I would like to emphasize how the bill, in conjunction with the Federal Accountability Act, democratizes the political financing regime by focusing on grassroots voters. Wealthy individuals will be unable to bankroll their own campaigns by making large loans to themselves. Candidates will be unable to rely on a small number of wealthy contributors to finance their campaigns. They will instead need to seek support from those they wish to represent in the House of Commons.

Lending will not be limited to banks. Indeed, there will be a wide range of financial institutions still able to provide loans. What the bill does is preserve the important role for small community lenders and financing grassroots political campaigns, such as families, friends, supporters, credit unions and caisse populaires. By making political parties and candidates dependent on their supporters for financial support, parties and candidates now have a greater incentive to be responsive to the average Canadian.

What I hear from my constituents, and indeed many more Canadians across the country, is that they do not want to see parties and candidates using large loans from wealthy individuals, corporations, or unions to finance their campaigns.
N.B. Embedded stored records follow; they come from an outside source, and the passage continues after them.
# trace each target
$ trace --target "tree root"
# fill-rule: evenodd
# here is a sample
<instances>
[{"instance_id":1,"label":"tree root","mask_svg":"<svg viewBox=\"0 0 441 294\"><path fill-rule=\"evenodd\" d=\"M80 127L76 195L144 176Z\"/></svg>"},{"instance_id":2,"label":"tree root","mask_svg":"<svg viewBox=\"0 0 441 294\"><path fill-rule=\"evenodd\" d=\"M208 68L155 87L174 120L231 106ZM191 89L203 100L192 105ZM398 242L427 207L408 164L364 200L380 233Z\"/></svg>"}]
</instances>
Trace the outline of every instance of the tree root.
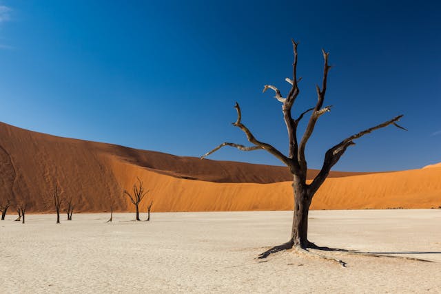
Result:
<instances>
[{"instance_id":1,"label":"tree root","mask_svg":"<svg viewBox=\"0 0 441 294\"><path fill-rule=\"evenodd\" d=\"M258 255L258 258L259 259L266 258L270 254L282 251L283 250L289 250L293 248L295 249L295 251L296 253L302 253L307 255L314 256L320 259L323 259L323 260L337 262L338 264L341 265L343 267L346 267L346 264L347 264L347 263L345 262L344 261L338 260L337 258L326 256L316 252L311 251L307 249L313 249L314 251L319 251L339 252L343 254L351 255L367 256L367 257L374 257L374 258L396 258L396 259L417 261L417 262L433 262L431 260L423 260L421 258L409 258L407 256L391 255L388 254L382 254L382 253L371 253L371 252L362 252L356 250L349 250L349 249L338 249L338 248L320 246L316 245L314 243L311 242L309 241L307 241L307 248L302 248L300 246L294 246L293 242L291 241L289 241L281 245L276 246L274 247L272 247L267 250L263 253L260 253Z\"/></svg>"},{"instance_id":2,"label":"tree root","mask_svg":"<svg viewBox=\"0 0 441 294\"><path fill-rule=\"evenodd\" d=\"M259 256L258 257L258 259L267 258L268 255L269 255L270 254L275 253L276 252L281 251L283 250L291 249L293 245L294 245L293 242L291 241L289 241L281 245L275 246L267 250L264 253L259 254Z\"/></svg>"}]
</instances>

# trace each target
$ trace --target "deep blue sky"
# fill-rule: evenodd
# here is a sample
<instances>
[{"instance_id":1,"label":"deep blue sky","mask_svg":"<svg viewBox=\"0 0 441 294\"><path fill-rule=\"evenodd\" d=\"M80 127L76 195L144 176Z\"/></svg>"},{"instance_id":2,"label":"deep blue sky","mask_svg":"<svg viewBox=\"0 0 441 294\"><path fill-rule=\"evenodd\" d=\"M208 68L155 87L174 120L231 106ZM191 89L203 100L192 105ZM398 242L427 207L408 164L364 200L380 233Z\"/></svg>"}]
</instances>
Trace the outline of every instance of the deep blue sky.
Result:
<instances>
[{"instance_id":1,"label":"deep blue sky","mask_svg":"<svg viewBox=\"0 0 441 294\"><path fill-rule=\"evenodd\" d=\"M334 65L309 167L349 135L334 169L398 170L441 161L440 1L0 1L0 120L57 136L198 156L246 143L231 123L239 102L256 136L287 149L281 105L290 39L303 77L294 107L316 101L320 49ZM306 121L307 120L305 120ZM279 164L225 147L210 157Z\"/></svg>"}]
</instances>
Large individual contributions are not permitted, so large individual loans should also not be permitted. Corporations and unions are not permitted to donate to federal political entities, so corporations and unions should be unable to loan large sums of money to political entities.
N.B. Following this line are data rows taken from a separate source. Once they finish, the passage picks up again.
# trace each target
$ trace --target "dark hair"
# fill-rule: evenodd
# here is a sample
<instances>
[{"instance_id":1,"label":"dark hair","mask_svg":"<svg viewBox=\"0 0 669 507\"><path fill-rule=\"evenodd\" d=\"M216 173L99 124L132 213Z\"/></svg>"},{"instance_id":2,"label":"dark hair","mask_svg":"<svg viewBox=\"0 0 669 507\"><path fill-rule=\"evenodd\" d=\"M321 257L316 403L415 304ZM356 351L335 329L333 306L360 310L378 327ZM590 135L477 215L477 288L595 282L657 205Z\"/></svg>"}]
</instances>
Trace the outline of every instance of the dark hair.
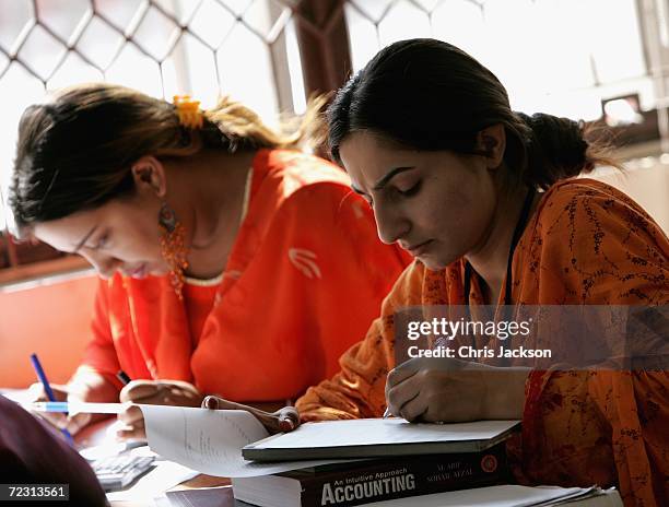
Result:
<instances>
[{"instance_id":1,"label":"dark hair","mask_svg":"<svg viewBox=\"0 0 669 507\"><path fill-rule=\"evenodd\" d=\"M506 90L490 70L430 38L382 49L339 90L327 119L330 153L340 164L339 148L355 131L416 150L480 154L477 133L502 123L504 161L518 181L532 187L548 188L597 164L618 165L605 145L586 141L583 122L512 111Z\"/></svg>"},{"instance_id":2,"label":"dark hair","mask_svg":"<svg viewBox=\"0 0 669 507\"><path fill-rule=\"evenodd\" d=\"M130 168L144 155L297 148L317 137L324 102L312 101L301 125L275 131L226 97L204 111L201 129L190 130L179 123L173 104L124 86L92 83L58 92L51 102L30 106L19 125L8 199L16 234L130 193Z\"/></svg>"}]
</instances>

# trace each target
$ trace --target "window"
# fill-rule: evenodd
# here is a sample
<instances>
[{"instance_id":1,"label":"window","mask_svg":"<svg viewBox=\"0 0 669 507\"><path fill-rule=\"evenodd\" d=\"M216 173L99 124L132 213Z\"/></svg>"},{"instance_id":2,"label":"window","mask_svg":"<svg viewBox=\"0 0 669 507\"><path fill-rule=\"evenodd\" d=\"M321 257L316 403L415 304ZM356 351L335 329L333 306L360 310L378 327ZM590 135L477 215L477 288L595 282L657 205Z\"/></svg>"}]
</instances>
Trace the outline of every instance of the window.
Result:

When our government was elected in 2006, we made the Federal Accountability Act our first priority, which among other things tightened the contribution limits to ensure corporate and union interests and wealthy individuals would not unduly influence politics.

With the introduction of the political loans accountability act, we are building on our flagship Federal Accountability Act by bringing greater transparency and integrity to political loans. The bill would strengthen Canada's political finance regime, already one of the strongest political finance regimes in the world. This is good news for Canadians and for the political process.
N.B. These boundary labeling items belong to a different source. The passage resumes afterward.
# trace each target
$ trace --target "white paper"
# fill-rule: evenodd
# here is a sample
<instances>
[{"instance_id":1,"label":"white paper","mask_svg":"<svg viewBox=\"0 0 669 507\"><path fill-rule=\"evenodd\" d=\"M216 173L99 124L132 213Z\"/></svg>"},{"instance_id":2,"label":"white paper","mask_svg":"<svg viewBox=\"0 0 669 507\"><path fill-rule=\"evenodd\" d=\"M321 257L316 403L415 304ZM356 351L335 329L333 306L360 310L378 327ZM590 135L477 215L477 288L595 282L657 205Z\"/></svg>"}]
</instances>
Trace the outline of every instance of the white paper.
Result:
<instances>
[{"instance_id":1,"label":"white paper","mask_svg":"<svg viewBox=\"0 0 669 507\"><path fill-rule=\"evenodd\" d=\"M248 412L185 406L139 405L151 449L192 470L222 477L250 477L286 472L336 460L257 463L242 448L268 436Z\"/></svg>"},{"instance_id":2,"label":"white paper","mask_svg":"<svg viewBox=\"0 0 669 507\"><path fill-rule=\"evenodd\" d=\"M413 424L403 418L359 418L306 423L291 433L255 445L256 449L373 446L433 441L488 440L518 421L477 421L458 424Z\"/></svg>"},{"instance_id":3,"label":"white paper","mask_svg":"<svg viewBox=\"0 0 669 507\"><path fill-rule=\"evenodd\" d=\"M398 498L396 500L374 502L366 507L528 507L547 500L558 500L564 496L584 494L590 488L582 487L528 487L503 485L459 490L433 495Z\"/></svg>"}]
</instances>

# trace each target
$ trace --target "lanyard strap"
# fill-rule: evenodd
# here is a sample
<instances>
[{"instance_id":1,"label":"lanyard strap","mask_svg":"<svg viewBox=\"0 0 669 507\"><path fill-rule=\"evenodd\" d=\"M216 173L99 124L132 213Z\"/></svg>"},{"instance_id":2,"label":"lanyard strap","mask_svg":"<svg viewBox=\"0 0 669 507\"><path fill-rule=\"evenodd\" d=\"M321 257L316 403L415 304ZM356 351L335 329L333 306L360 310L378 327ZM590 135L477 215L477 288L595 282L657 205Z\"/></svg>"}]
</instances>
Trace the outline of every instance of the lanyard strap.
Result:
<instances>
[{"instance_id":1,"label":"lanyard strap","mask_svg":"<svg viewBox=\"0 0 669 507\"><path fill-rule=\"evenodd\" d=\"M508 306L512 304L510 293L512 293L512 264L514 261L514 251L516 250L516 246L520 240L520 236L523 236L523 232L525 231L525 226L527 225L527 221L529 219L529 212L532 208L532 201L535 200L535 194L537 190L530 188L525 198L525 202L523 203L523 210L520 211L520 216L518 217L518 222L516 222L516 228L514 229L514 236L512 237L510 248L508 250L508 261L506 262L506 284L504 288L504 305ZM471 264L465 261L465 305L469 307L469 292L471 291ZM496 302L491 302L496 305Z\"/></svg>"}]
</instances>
I encourage all parliamentarians to vote in favour of the bill.

Political Loans Accountability Act
Government Orders

4:20 p.m.


David Christopherson Hamilton Centre, ON

Madam Speaker, for the most part, the official opposition is generally supportive of the general direction of this legislation. It is our intent at this point, unless we have reason to change our opinion, to support the bill at second reading and send it to committee. It is at committee where I would like to pose my question.

I do not know whether the minister knows or not from talking to his predecessor, but discussions were held in the last minority Parliament when the government was looking for our support to carry this legislation. One of the areas that was a problem in that draft legislation, and it remains a problem in the bill, was the treatment of loans for riding associations once they had a candidate, and I will use myself as an example.

Mine is not a rich riding in terms of demographics. We always have to borrow money through a line of credit and it always takes us the whole term to pay it back. We seem to pay it off just in time to get another line of credit for the next campaign. That is just the nature of my riding, because it is made up of mostly working people who do not have a lot of money to contribute to politicians. They contribute what they can but it is not a lot.

If I am interpreting Bill C-21 correctly, we will be in a situation where to get a $20,000 line of credit, after a candidate has been chosen and the election is either about to be called or has been called, it will take 18 to 20 people at a contribution of $1,100 each, because that is the maximum, to back it up. Given that it is a political loan, banks often want dollar for dollar collateral. Using the round number of 20 people, that is a lot in terms of contributions. That money is then tied up for the campaign and cannot be contributed.

Is the minister willing to roll up his sleeves and look at making some changes in this area?